HP has admitted that it was suckered when it wrote a cheque for  $11 billion to buy British accountancy firm Autonomy. The scandal is fast turning into the IT Industry's Enron as Autonomy appears to have little value and its key software product vapourware.

Yesterday HP CEO Meg Whitman wrote 80 per cent of the purchase price for Autonomy and accused “some former members of Autonomy’s management team” of using “accounting improprieties, misrepresentations and disclosure failures” to hide what the company was doing. Autonomy was bought by HP CEO Leo Apotheker who wanted to dump PCs and hardware and become a software company, like SAP.

According to Forbes, Autonomy was based around some dodgy accounting. Founded by Michael Lynch, a Cambridge-educated computer scientist who based the outfit some Bayesian search technology he had developed called IDOL. IDOL was a souped up search engine and not something you would base an entire mega-company around. Autonomy grew by buying storage companies like Iron Mountain and enterprise software firms like Interwoven. It would then go to customers and offer then storage but structure it as a $3 million purchase of IDOL software, paid for up front.
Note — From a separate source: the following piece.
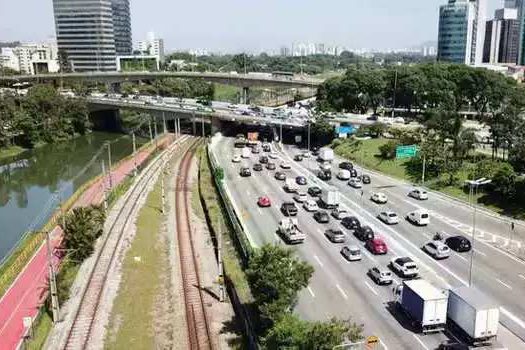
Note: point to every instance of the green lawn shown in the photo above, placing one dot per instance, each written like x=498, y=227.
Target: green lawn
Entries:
x=132, y=318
So while it appeared to be a software company, Autonomy was really just a low-margin, commodity storage business. The IDOL software was given to companies for free, but the costs were shifted around to make it look like they had bought $3 million in software sales. HP has handed over details of its forensic accounting to fraud officials in the US and the UK. Lynch has not said anything and is probably laying low.

Sadly this is the sort of cash that HP cannot afford to spend at the moment. Wall Street had been hoping that Autonomy’s business could help pull HP out of trouble.